Veröffentlicht am 02/09/2019
olor de la pobreza

Ich denke, dass der Geruch viel von dem ausdrückt, was wir sind. Einige riechen nach Seife, nach Shampoo, nach Parfüm und wir sagen ihnen, dass sie gut riechen. Andere riechen nach Schweiß, nach Arbeit, nach Schmutz und wir halten lieber Abstand.

Unsere Berufung bei den Missionaren Diener der Armen ist, Personen in großer Not aufzunehmen. Oft sind die, welche sich an uns wenden um unsere Unterstützung zu bitten, einfaches Volk der Hohen Kordillere mit sehr wenig Geld und sehr geringer Bildung des Überlebens. In ihrem Leben gibt es keinen Platz für Überfluß. Sie leben in Orten, wo keine Wasserleitung hinkommt, ohne Brunnen oder Quelle und die Kälte kann beißend sein. In ihren Lehmziegelhütten mit Erdboden kochen sie, heizen mit Holz und beherbergen sie ihre Haustiere wie Meerschweinchen oder Hendeln.

So kann man sich den Geruch vorstellen, der Einen manchmal überschwemmt an Orten, wo sie zusammen kommen, in den Speisesälen, Klassenzimmern der Schüler oder Schülerinnen, in Kapellen usw.

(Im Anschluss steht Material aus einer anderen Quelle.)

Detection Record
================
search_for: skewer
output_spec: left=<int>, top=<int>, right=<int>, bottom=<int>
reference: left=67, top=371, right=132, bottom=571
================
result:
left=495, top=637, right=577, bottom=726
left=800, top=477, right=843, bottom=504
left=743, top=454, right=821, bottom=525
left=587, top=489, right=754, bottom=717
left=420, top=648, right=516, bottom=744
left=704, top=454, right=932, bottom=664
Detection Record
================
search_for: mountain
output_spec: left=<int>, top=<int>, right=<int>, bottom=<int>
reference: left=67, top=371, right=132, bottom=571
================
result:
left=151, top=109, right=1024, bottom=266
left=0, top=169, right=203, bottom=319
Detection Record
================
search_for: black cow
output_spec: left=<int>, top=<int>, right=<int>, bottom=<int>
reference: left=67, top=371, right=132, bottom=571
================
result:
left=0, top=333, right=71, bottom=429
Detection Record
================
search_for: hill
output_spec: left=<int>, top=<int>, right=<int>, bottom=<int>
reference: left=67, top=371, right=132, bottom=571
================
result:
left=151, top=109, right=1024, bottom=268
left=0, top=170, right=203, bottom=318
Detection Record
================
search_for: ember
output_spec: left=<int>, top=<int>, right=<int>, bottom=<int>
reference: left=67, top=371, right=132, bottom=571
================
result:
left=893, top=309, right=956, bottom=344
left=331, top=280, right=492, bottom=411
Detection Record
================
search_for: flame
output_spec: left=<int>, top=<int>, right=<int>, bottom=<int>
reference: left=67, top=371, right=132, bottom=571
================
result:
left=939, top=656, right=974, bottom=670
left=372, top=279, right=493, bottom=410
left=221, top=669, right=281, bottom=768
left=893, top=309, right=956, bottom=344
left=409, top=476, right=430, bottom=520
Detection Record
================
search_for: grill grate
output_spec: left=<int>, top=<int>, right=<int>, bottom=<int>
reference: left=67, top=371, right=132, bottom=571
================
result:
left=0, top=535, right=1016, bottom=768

Kaum angekommen bei den Missionaren Diener der Armen, erinnere ich mich an eine heilige Messe in unserer Kapelle.

Vor uns saß eine Mama, Ketschua sprechend, mit ihren traditionellen Zöpfen und ihren verschiedenen Unterröcken und Pullovern unbestimmbarer Farbe. Aber ihr erstes bemerkbares Merkmal war der Geruch, Geruch nach Herd, Meerschweinchen, Schweiß, Urin, usw. Wem es gelang, mehr als fünf Minuten an ihrer Seite zu bleiben, hätte sich in die offizielle Seite der Guinness Weltrekorde einschreibenlassen können.

Und bevor ich es gewahr wurde, sprudelte aus dem Herzen dieser Satz: "Herr, lass mich den Geruch der Armen lieben." Wenn ich mein ganzes Leben in Gesellschaft dieser Personen verbringen mußte, mußte ich sie erst einmal lieben. Sie lieben so wie sie sind und nicht wie ich gerne hätte, wie sie wären. So ist mir also an jenem Tag diese göttliche Gabe geschenkt worden.

Den Geruch der Armut lieben. Dieser physischen Armut, bemerkbar, unmittelbar tastbar, aber auch den Geruch der geistigen und moralischen Armut, mehr verborgen, weniger offensichtlich.

Lieben mit Einfachkeit, lieben mit Süße und Herzlichkeit. Das ist die Liebe, die Gott für uns hat. Sie nähert sich unseren Schmutzigkeiten mit Sanftmut denn Er sieht aus und erkennt uns als Arme. Seine Barmherzigkeit verliebte sich in unser Elend und will uns den Weg der moralischen und geistigen Reinheit lehren.

Haben wir diese seine Augen der Barmherzigkeit denen gegenüber, die sich uns nähern, denn je mehr sie stinken, materiell oder geistig, umso mehr brauchen sie uns. Lernen wir von Ihm, barmherzig zu sein.